In any business, venturing out of your core competency is risky.
Far too often I see real estate companies make this mistake when it comes to making software decisions, namely, buy versus build decisions. When there is already an existing product available, it makes virtually no sense to build. This is a position I feel extremely strongly about and something that experience has repeatedly taught me.
Speaking from experience:
- Everybody, including most software engineers, underestimates what it takes to develop software correctly...it is extremely difficult;
- The longer it takes to develop and deploy, the more your business suffers; Don’t stray from your core expertise, you will have a high risk of failure;
- For the most part, software people want to develop software even when it can be purchased;
- The first time around for anything is never close to being as best as it can be…your first times are used for learning;
- Developing software in general has a high risk of failure;
- Documentation is oftentimes not written, but is critical to the ongoing success of any project;
- When developing software, even software companies buy as many off-the-shelf components as possible rather than build them. It quickens time to market, reduces the number of employees and areas of expertise needed, and provides continuous improvement in those components;
- Competition drives greatness and improvement; a software product company needs to keep on improving to succeed. When you build internally, there is no competition, thus your custom-builds will stagnate and quickly become outdated;
- A product that is used by your peers gets influenced by the experience of your peers; a software solution built internally is all alone and doesn’t benefit from anyone else’s intelligence;
- Software engineers are in high demand and change jobs often. Do you want more employees or less?
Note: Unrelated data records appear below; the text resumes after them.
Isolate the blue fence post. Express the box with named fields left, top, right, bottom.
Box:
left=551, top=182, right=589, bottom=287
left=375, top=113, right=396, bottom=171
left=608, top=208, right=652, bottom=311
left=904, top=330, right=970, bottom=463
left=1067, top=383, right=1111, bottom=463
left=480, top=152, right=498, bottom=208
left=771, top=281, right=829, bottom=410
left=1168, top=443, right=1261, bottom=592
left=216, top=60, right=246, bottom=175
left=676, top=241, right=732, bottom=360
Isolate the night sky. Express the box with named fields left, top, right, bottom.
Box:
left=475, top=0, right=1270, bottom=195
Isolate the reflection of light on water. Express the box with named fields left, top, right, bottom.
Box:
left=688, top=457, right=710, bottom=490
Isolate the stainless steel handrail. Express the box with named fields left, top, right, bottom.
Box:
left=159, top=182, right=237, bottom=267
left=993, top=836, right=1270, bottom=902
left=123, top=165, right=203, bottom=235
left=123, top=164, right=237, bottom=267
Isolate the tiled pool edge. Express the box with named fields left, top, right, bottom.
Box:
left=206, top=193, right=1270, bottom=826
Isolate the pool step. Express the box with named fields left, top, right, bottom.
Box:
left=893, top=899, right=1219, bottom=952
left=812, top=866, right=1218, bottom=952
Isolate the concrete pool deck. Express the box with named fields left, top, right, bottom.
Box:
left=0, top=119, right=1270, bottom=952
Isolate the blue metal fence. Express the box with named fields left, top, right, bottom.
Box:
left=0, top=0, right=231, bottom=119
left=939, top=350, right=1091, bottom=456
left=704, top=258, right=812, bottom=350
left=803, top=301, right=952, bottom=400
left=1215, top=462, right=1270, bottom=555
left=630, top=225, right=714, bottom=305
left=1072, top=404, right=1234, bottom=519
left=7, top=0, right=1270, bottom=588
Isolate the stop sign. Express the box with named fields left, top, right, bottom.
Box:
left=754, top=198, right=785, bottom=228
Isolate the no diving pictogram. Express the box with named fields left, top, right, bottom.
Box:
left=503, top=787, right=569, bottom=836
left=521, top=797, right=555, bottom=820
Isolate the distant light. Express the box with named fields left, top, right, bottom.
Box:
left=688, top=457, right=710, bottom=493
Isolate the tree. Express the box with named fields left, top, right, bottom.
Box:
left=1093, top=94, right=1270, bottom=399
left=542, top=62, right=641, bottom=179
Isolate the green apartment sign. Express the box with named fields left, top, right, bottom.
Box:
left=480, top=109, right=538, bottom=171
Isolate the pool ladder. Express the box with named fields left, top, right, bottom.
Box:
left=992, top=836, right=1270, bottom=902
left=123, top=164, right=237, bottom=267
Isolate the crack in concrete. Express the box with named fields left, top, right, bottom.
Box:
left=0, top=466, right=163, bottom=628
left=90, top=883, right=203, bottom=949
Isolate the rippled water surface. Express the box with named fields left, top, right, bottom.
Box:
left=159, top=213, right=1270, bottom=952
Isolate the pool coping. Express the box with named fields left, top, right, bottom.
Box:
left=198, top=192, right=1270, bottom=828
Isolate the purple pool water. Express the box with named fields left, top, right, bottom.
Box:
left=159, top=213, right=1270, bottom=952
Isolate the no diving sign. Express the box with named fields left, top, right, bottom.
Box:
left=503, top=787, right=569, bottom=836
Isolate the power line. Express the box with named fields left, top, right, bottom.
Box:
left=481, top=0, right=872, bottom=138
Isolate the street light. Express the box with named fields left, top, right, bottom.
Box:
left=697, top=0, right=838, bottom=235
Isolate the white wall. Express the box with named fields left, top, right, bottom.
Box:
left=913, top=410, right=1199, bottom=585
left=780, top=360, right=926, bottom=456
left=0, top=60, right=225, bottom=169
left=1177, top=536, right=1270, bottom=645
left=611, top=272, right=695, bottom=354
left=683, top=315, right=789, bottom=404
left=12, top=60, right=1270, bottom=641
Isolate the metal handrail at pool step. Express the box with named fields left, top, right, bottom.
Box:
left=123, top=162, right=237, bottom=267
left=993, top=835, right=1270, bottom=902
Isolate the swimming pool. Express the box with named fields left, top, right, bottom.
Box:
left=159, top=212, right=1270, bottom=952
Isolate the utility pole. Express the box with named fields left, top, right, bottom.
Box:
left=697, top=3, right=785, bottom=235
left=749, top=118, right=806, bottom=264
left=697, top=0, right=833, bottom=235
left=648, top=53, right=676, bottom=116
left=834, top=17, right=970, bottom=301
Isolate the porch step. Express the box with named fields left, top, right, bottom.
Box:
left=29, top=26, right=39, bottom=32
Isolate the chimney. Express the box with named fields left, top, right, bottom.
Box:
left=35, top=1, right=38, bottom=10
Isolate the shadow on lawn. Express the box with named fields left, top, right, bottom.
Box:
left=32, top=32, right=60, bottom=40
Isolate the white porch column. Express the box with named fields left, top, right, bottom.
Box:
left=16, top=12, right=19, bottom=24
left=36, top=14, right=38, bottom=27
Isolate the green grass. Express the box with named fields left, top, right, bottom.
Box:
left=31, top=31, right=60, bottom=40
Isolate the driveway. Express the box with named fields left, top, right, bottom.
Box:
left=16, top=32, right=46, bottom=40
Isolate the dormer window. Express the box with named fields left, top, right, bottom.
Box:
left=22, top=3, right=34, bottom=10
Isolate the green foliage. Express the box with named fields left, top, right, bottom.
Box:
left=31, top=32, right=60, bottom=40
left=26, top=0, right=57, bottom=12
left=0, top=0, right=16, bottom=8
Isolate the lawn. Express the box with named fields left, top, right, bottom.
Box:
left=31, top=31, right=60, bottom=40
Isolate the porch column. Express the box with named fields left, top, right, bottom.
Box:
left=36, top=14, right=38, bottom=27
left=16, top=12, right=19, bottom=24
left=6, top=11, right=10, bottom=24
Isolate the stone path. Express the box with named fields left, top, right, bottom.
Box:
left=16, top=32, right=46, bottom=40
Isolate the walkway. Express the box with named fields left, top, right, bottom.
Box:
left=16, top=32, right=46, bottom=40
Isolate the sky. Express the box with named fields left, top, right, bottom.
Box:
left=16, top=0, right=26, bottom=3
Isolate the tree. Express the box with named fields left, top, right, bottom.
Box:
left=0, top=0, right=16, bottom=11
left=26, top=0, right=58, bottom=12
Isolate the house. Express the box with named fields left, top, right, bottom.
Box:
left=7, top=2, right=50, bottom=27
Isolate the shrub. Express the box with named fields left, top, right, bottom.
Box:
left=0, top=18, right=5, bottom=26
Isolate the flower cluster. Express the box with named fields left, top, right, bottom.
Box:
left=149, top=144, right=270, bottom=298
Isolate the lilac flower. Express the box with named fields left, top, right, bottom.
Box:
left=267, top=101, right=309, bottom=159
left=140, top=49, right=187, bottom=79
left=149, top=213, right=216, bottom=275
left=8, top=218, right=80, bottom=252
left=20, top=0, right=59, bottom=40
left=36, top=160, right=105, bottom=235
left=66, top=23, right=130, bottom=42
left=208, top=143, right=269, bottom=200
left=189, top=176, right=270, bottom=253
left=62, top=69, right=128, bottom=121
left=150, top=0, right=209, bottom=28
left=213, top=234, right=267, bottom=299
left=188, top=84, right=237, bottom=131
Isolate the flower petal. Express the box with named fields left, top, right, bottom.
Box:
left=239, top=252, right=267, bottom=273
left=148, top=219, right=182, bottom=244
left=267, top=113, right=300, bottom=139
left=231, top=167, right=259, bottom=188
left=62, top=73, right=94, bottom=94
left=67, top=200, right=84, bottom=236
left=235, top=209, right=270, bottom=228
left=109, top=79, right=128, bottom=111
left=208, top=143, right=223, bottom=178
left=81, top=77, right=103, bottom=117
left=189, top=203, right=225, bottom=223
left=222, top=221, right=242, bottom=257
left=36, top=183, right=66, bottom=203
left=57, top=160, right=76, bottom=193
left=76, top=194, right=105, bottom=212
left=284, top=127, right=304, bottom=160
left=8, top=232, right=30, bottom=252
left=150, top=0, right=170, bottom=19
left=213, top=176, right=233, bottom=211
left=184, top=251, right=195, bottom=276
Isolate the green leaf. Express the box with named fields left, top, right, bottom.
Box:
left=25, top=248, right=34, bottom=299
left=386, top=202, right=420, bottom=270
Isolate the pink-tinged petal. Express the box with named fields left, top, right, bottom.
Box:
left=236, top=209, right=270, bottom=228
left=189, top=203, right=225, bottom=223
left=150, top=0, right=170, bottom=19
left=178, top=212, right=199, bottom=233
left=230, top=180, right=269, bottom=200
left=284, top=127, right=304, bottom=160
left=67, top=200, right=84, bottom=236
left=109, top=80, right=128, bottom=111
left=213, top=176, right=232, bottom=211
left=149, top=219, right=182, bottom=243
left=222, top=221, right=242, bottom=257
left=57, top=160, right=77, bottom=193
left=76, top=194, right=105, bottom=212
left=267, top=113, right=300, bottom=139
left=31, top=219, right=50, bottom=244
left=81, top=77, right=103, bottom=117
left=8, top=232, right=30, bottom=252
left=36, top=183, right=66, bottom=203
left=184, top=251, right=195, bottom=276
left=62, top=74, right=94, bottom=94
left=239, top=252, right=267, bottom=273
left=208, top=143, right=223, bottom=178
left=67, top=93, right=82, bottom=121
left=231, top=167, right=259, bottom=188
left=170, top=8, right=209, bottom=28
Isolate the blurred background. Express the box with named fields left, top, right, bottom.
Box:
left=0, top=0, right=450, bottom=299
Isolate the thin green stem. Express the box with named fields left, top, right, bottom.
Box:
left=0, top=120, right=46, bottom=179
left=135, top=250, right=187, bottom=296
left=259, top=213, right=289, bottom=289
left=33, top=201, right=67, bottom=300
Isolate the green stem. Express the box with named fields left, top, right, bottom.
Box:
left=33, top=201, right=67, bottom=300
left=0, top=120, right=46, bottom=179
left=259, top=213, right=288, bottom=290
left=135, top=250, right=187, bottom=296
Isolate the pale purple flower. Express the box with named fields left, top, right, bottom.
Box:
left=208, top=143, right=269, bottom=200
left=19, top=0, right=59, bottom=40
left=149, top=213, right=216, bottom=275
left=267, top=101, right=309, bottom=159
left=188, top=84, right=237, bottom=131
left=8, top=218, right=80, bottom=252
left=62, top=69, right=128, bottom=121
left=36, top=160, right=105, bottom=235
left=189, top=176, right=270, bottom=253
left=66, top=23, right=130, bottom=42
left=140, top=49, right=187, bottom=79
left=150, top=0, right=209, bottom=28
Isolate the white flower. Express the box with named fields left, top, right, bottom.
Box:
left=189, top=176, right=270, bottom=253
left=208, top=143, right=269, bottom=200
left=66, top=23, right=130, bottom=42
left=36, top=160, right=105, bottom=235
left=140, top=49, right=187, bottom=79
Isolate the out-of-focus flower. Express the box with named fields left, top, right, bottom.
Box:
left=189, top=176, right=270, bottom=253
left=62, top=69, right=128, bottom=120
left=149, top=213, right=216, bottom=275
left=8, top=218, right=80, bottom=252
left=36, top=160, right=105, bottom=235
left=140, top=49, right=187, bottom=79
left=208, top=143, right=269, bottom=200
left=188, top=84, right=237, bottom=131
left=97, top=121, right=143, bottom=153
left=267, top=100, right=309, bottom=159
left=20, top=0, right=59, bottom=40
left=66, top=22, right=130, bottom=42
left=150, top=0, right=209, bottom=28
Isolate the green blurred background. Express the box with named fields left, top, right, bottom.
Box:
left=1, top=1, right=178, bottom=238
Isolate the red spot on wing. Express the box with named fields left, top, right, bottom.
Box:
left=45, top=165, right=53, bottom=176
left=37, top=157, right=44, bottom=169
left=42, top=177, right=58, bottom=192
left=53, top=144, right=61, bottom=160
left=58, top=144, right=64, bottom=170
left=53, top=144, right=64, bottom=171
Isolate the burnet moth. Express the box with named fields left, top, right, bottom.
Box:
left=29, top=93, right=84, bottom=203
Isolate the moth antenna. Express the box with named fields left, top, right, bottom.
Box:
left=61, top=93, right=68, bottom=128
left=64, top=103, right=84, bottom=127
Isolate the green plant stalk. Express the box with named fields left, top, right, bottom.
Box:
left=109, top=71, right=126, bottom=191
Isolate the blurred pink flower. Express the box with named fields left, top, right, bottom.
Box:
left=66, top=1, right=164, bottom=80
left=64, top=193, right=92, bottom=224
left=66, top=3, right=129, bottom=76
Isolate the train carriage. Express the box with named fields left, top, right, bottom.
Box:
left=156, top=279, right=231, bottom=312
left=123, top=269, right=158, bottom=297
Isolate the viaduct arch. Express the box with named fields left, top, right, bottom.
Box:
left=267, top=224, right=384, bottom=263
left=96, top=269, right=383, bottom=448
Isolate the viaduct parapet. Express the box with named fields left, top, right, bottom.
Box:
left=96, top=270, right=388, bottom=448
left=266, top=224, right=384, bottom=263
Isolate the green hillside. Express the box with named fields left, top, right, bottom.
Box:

- What happens when you’re software engineers leave, does the knowledge go with them? Who retrains the new hires on the program? Even with detailed and clear documentation, challenges remain and the business is affected;
- Buying and implementing an existing application is a lot faster and cheaper than building one…Starting from scratch means business requirements take a long time, developing the database schema and structures demands lots of internal high level business resources, and thinking of reports from a blank slate is always harder than configuring existing ones;
- Software, like any business, is complex, changing and requires full time focus.
The next time you think about hiring programmers or software consultants, ask yourself a couple of questions “Does this piece of software already exist”; if it does, “Is the software dedicated to real estate”, and then finally, “Does that vendor have satisfied clients”. If the answers are yes, don’t build.